Tech

Unsloth enables local deployment of Z.ai’s GLM-5.2 with aggressive quantisation

New documentation from Unsloth details how to run Z.ai’s 744-billion parameter GLM-5.2 locally using Dynamic GGUFs, offering significant hardware accessibility for developers and institutions.

Author

Owen Mercer

Markets and Finance Editor

Published

Draft

Source: Hacker News · original

Artificial Intelligence Media Research

Related coverage

Explore Artificial Intelligence coverage Explore Media coverage Explore Research coverage More from the Tech desk

Tech

No image available

Open-source model rivals proprietary giants as storage requirements drop from 1.51TB to under 240GB

Unsloth has published comprehensive documentation enabling the local execution of Z.ai’s GLM-5.2, a new open-source large language model featuring 744 billion parameters. By utilising Dynamic GGUF quantisation, the platform significantly reduces the model’s storage footprint, allowing inference via Unsloth Studio and llama.cpp across MacOS, Windows, and Linux operating systems.

The 744-billion parameter model, which includes 40 billion active parameters and a 1 million token context window, is positioned by Unsloth as delivering state-of-the-art performance in long-horizon coding, reasoning, and agentic tasks. The company claims the model performs on par with major proprietary offerings, including Claude 4.8 Opus, GPT-5.5, and Gemini 3.1 Pro, according to benchmarks from Artificial Analysis.

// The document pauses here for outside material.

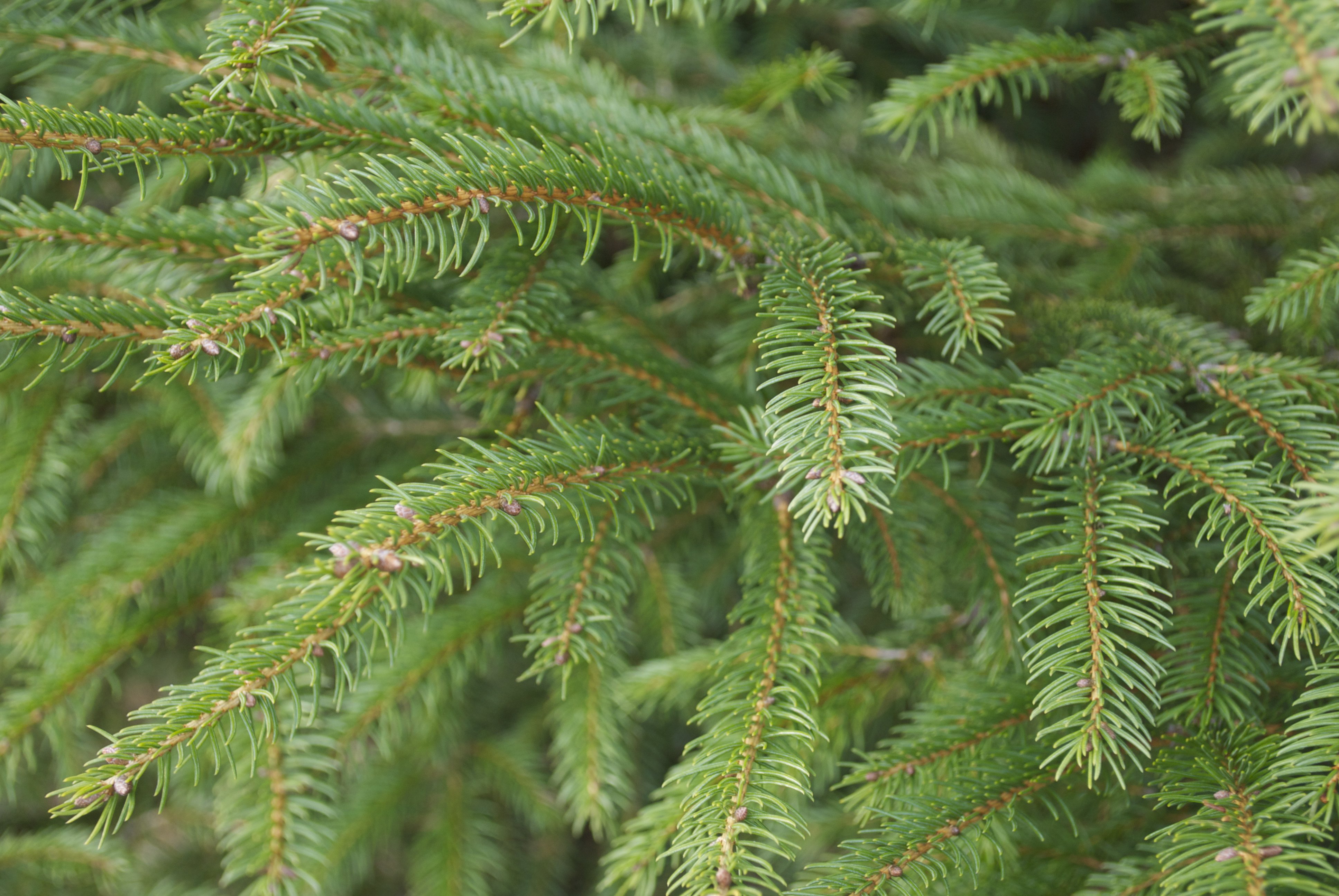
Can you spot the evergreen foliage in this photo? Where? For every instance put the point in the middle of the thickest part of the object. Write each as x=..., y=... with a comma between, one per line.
x=669, y=448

Quantisation is central to the model’s accessibility. The full unquantised model requires 1.51TB of disk space. However, Unsloth’s Dynamic 2-bit GGUF (UD-IQ2_M) reduces this to 239GB, an 84 per cent reduction, while the 1-bit quantisation lowers storage requirements to 217GB. These reductions are achieved by upcasting important layers to 8 or 16-bit precision to maintain accuracy.

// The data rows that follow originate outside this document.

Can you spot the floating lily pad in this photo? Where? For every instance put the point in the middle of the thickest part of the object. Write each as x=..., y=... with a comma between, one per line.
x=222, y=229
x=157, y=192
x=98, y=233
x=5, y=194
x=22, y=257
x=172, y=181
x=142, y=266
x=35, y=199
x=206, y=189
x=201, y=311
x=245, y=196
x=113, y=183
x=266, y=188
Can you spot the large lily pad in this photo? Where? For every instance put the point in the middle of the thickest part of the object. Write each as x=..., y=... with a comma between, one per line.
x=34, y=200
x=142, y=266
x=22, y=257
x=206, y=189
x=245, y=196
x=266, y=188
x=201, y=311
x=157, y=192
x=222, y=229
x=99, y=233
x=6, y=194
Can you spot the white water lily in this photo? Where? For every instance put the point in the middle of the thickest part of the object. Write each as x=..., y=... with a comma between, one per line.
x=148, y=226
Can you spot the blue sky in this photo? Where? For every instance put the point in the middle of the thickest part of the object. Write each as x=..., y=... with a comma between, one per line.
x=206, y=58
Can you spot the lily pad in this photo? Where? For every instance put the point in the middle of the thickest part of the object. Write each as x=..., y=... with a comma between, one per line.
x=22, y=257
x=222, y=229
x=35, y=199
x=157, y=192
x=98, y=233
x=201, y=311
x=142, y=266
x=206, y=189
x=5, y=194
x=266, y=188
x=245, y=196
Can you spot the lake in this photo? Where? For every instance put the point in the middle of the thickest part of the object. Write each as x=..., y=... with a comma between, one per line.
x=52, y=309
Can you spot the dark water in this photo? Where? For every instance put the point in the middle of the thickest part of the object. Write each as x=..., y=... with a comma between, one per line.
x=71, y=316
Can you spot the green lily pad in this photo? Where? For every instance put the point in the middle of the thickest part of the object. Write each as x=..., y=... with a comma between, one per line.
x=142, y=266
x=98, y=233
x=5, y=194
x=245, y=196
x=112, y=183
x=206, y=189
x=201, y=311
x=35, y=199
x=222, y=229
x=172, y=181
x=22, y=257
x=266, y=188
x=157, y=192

Hardware requirements vary by quantisation level. The 2-bit version requires approximately 245GB of total memory, fitting directly on a 256GB unified memory Mac or a setup with a 1x24GB GPU and 256GB of RAM using Mixture of Experts (MoE) offloading. The 1-bit version requires roughly 223GB of RAM, while an 8-bit version demands 810GB. Unsloth recommends the 2-bit quantisation for a balance of accessibility and accuracy.

Accuracy metrics from KLD (KL Divergence) testing indicate that dynamic 4-bit and 5-bit quantisations are generally lossless. The 2-bit quantisation achieves approximately 82 per cent top-1 per cent accuracy, while the 1-bit version reaches 76.2 per cent. The model supports three thinking modes—Non-thinking, High, and Max—with Unsloth Studio allowing users to toggle these settings via a web interface.

In addition to quantisation, Unsloth Studio has been updated to support secure HTTPS launches via free Cloudflare tunnels, enhancing security for local deployments. The platform automatically offloads to RAM, detects multi-GPU setups, and allows for automatic inference parameter tuning, simplifying the process for users on MacOS, Windows, and Linux.

The documentation highlights that for optimal performance with llama.cpp, users should ensure total available memory exceeds the quantised model file size. KV cache quantisation can further extend context lengths, with q4_0 quantisation potentially increasing context support by up to 3.5 times compared to default settings.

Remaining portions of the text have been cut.